Some delegates to the convention in (the midwestern city of) Cleveland, Ohio, say they want to change the party's rules to allow delegates to vote for someone other than the brash billionaire real estate mogul, who surged past 16 other Republican candidates in months of state-by-state party nominating contests to give him a majority of pledged delegates at the convention.
But Trump's opponents say the one-time television reality show host does not represent the Republicans' traditional conservative policy positions and that his intemperate comments about women, Muslims and Mexicans make him unacceptable as the Republican standard bearer.
On Sunday, he voiced new support for an idea he has offered before, saying it was "common sense," as a way to halt a possible terrorist attack, to profile Muslims already in the United States, not just temporarily block them from entering the country, as he also favors.
"I think profiling is something that we're going to have to start thinking about as a country," he told CBS' Face the Nation news show. "And other countries do it; you look at Israel and you look at others and they do it and they do it successfully. You know, I hate the concept of profiling. But we have to start using common sense, and we have to use, you know, we have to use our heads ... we really have to look at profiling. We have to look at it seriously."
Trump's Republican detractors point to recent national polls showing that big majorities of voters view him unfavorably and that the likely Democratic nominee, former U.S. Secretary of State Hillary Clinton, is pulling further ahead of him five months before the November 8 election.
FILE - Democratic presidential candidate Hillary Clinton speaks at a rally at the International Brotherhood of Electrical Workers Circuit Center, in Pittsburgh, June 14, 2016.
FILE - Democratic presidential candidate Hillary Clinton speaks at a rally at the International Brotherhood of Electrical Workers Circuit Center, in Pittsburgh, June 14, 2016.
On Saturday, Trump characterized former Florida Governor Jeb Bush, one of his former presidential challengers, and a second one-time rival he did not name as "a couple of guys that were badly defeated and they're trying to organize maybe like a little bit of a delegate revolt." Neither Bush nor Texas Senator Ted Cruz, Trump's closest rival before ending his presidential run in early May, has endorsed Trump, but he offered no evidence that Bush and Cruz were leading a convention delegate revolt.
"Who are they going to pick?" Trump asked supporters at a campaign rally in Nevada about an alternative to his candidacy. "I beat everybody. But I don't mean beat -- I beat the hell out of them."
Trump, running for elected office for the first time, told CBS, "It would be helpful if the Republicans could help us a little."

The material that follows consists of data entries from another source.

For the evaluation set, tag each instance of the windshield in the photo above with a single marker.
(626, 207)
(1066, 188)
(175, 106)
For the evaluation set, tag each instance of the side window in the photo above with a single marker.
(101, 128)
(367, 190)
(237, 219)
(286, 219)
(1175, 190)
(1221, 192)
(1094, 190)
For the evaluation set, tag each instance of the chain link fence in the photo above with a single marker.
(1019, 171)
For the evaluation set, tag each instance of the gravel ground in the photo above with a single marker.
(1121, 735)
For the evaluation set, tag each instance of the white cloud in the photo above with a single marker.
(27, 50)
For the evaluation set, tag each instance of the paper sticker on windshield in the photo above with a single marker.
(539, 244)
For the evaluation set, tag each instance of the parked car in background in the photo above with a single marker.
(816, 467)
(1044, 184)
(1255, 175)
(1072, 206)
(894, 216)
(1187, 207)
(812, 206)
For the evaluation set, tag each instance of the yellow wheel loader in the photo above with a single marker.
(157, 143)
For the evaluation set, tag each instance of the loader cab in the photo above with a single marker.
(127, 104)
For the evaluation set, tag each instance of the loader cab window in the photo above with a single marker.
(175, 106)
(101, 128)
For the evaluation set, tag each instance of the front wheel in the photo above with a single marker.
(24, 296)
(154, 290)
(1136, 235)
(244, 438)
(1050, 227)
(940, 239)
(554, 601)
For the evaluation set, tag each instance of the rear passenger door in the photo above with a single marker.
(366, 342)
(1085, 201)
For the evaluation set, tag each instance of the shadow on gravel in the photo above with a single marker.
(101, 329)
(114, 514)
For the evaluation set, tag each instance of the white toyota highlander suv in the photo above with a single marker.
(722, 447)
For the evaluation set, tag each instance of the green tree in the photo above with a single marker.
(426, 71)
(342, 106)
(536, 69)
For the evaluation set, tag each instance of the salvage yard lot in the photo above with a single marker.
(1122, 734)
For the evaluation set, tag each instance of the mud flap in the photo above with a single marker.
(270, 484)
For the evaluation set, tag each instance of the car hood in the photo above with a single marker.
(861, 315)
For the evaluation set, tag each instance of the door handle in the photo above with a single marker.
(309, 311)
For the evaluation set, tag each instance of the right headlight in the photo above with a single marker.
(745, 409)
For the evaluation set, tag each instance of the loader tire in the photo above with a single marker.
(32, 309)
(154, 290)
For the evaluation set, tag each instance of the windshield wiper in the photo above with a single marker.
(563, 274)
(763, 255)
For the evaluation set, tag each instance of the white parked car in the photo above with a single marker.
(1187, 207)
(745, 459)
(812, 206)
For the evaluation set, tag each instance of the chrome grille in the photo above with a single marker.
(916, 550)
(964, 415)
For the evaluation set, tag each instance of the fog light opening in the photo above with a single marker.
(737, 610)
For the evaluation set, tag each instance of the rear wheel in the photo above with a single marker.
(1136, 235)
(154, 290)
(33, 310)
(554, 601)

Trump said Republican lawmakers in Congress who have expressed doubts or outright opposition to his candidacy "should do their jobs ... and let me run for president."
Numerous Republican officials have voiced tepid support for his candidacy or rejected it outright, including the party's 2012 presidential nominee, Mitt Romney, who has been outspoken in his opposition to Trump's nomination.
Trump said that if Republicans don't unite to support his candidacy he would stop fundraising on behalf of his campaign and the national party. Instead, Trump said, he would resume self-funding much of his campaign as he did during the party nomination fight.
Clinton and her husband, former President Bill Clinton, celebrated the arrival Saturday of their second grandchild as their daughter Chelsea gave birth to a boy, Aidan Clinton Mezvinsky. The happy grandparents said they were "all over the moon" and "grateful for our many blessings.